A Dose Escalation Study to Evaluate the Effect of RT234 in Subjects With Pulmonary Arterial Hypertension

Phase 2

Completed

• Conditions: Pulmonary Arterial Hypertension

• Registration Number: NCT05343637
• Lead Sponsor: Respira Therapeutics, Inc.

Brief Summary

This multicenter, open label, Phase 2a study is designed to evaluate the effect of inhaled RT234 delivered in a dose escalation manner on the change in pulmonary vascular resistance (PVR) in subjects with Pulmonary Arterial Hypertension (PAH) undergoing Right heart catheterization (RHC).

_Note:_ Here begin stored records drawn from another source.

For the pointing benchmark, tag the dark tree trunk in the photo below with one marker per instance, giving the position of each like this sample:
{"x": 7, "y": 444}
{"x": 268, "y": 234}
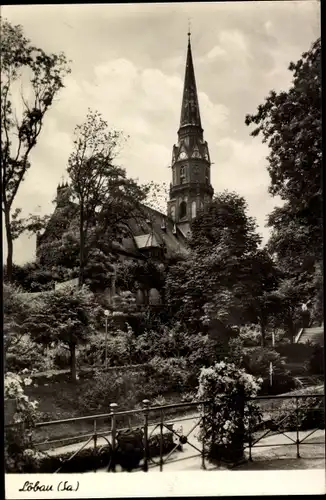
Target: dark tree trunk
{"x": 73, "y": 368}
{"x": 10, "y": 247}
{"x": 263, "y": 333}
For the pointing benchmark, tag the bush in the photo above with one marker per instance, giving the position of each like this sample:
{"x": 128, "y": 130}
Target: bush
{"x": 61, "y": 357}
{"x": 18, "y": 446}
{"x": 119, "y": 349}
{"x": 296, "y": 353}
{"x": 168, "y": 375}
{"x": 108, "y": 388}
{"x": 250, "y": 335}
{"x": 256, "y": 361}
{"x": 25, "y": 354}
{"x": 310, "y": 414}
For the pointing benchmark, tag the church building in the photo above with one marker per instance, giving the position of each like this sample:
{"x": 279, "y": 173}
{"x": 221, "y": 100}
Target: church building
{"x": 191, "y": 187}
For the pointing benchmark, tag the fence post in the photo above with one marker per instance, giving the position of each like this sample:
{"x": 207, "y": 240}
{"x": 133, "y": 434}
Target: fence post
{"x": 95, "y": 441}
{"x": 161, "y": 441}
{"x": 146, "y": 454}
{"x": 113, "y": 408}
{"x": 297, "y": 419}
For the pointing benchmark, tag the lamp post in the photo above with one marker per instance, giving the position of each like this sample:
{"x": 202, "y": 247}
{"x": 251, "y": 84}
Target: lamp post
{"x": 271, "y": 364}
{"x": 107, "y": 314}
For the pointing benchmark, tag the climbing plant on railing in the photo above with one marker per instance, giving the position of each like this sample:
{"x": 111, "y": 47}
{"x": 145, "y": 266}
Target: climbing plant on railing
{"x": 20, "y": 453}
{"x": 229, "y": 416}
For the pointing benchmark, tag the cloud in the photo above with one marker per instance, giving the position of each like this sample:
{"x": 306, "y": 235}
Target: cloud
{"x": 242, "y": 167}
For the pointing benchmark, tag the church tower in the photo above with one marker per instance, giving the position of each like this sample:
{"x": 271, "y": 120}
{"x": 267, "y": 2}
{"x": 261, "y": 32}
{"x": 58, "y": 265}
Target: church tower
{"x": 191, "y": 187}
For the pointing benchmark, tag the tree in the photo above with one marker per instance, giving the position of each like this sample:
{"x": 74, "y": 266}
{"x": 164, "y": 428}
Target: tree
{"x": 106, "y": 198}
{"x": 290, "y": 123}
{"x": 65, "y": 316}
{"x": 208, "y": 283}
{"x": 22, "y": 61}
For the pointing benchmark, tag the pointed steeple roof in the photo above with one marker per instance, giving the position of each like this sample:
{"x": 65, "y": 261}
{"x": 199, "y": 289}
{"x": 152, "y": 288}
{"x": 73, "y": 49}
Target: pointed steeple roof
{"x": 190, "y": 114}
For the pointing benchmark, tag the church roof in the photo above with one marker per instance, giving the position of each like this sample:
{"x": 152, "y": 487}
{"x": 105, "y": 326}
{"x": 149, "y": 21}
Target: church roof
{"x": 315, "y": 335}
{"x": 190, "y": 114}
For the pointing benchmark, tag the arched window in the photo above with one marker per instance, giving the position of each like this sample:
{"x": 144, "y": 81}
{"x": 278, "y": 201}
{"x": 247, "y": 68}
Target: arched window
{"x": 182, "y": 175}
{"x": 154, "y": 297}
{"x": 183, "y": 210}
{"x": 193, "y": 210}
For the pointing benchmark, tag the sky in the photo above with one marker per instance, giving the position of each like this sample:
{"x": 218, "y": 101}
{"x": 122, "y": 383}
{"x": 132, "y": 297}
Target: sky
{"x": 128, "y": 62}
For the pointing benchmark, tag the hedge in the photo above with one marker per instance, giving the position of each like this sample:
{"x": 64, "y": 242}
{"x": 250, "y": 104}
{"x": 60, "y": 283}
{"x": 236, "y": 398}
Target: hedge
{"x": 92, "y": 459}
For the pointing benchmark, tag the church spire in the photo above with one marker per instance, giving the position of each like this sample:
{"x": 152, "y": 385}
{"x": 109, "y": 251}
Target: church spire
{"x": 190, "y": 114}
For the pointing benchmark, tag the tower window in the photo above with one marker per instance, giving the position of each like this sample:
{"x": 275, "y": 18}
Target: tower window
{"x": 173, "y": 176}
{"x": 182, "y": 175}
{"x": 193, "y": 210}
{"x": 183, "y": 210}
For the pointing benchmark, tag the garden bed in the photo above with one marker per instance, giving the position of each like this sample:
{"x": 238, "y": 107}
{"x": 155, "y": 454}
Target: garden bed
{"x": 90, "y": 459}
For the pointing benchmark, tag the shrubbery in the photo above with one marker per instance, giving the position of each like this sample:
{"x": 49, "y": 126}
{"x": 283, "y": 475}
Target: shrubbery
{"x": 18, "y": 445}
{"x": 227, "y": 419}
{"x": 306, "y": 413}
{"x": 316, "y": 363}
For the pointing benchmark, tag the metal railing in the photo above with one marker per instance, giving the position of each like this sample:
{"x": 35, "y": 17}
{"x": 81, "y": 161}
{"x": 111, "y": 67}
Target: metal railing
{"x": 179, "y": 421}
{"x": 284, "y": 425}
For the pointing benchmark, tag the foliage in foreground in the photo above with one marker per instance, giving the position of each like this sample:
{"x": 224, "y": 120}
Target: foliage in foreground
{"x": 227, "y": 419}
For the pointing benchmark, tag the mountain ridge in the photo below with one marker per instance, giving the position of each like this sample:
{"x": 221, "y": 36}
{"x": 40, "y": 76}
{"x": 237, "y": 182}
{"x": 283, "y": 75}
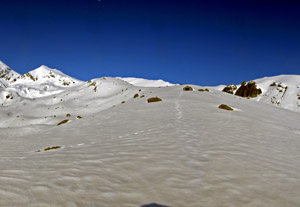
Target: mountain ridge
{"x": 281, "y": 91}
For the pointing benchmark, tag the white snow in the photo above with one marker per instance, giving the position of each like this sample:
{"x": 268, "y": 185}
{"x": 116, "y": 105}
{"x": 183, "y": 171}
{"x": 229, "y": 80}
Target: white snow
{"x": 285, "y": 94}
{"x": 147, "y": 83}
{"x": 180, "y": 152}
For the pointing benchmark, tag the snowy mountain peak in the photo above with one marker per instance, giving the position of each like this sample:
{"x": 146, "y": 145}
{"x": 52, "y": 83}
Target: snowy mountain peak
{"x": 6, "y": 74}
{"x": 44, "y": 74}
{"x": 3, "y": 66}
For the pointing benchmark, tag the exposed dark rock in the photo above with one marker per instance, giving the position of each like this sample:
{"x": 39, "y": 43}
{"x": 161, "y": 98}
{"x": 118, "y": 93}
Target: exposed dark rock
{"x": 188, "y": 88}
{"x": 230, "y": 88}
{"x": 249, "y": 90}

This study is also known as Vardenafil Inhaled for Pulmonary Arterial Hypertension PRN Phase 2a (VIPAH-PRN 2a) study

Detailed Description

The drawbacks of current therapies and the lack of an approved as needed (PRN) treatment for PAH that improves exercise ability and quality of life, form the basis for development of RT234 (inhaled vardenafil). The current study will identify the effective dose(s) of RT234 to acutely improve pulmonary vascular hemodynamics when delivered in a dose escalation manner in subjects with World Health Organization (WHO) Group 1 PAH undergoing RHC. In addition, this study will also provide valuable efficacy and safety insights into the interactions between RT234 and background disease-specific PAH therapy on pulmonary hemodynamics and right heart function.

Study Timeline

• Study Start: 2019-07-30
• Primary Completion: 2020-01-17
• Study Completion: 2020-01-17
• Status Verified: 2022-04
• Study First Submitted: 2022-04-04
• Study First Submitted QC: 2022-04-20
• Last Update Submitted: 2022-04-20
• Study First Posted: 2022-04-25
• Last Update Posted: 2022-04-25

Recruitment & Eligibility

• Status: COMPLETED
• Sex: All
• Target Recruitment: 14

Inclusion Criteria

1. Between 18 and 80 years of age, inclusive.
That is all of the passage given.